Trull, the company spokesperson, said Starbucks dress code always prohibits all graphic T-shirts and those employees in Providence clocked out to change, but did not return to work.

Two stores in Somerville and Newton Corner serve as another example of the back and forth between the company and union organizers. The cafes first voted to unionize in June, but Starbucks disputed the results due to questions about whether shift supervisors would be in the union. Workers voted again in early December, and announced the union won, only to face a second challenge from Starbucks for the same reason.

“Actions speak louder than words,” Somerville barista Alyssa Milliken said in a statement. “The company is seeking to run out the clock, drag things out. If Starbucks is sincere that it wants a kinder, gentler relationship with partners and our union, let us organize.”

Trull said the company issues challenges to ensure the process is fair, and “the final outcome is true and accurate.” Starbucks challenged the results of the Somerville and Newton Corner elections due to “inappropriate shift manager involvement and support” for the union which tainted the results, Trull said. Those challenges are under review by the NLRB.

Employees stand outside the papered-over front of the Starbucks Coffee on Somerville Avenue in June. Josh Reynolds for The Boston Globe

Even without pushback from the company, unionization has proved difficult for an industry where workers often leave, and new ones come in.

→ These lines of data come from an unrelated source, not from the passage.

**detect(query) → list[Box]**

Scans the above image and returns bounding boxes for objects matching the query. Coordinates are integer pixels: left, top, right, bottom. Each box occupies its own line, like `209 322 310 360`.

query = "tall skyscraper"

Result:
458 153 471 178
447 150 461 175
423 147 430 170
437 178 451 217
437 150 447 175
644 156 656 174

Longtime barista Julia Berkman served as the de facto union leader at the Waban location in Newton when it voted to unionize in May 2022. When she left the role for medical reasons, the fight fizzled. Another union leader ran into problems with the manager, said Julie Langevin, a regional organizer from Workers United. “It became so bad that the worker felt their only recourse was to quit,” she wrote in an email. “And when others in the store saw a prounion leader bullied out, it chilled vocal and open support for the union.”

“It is so hard to keep the energy alive,” Berkman said.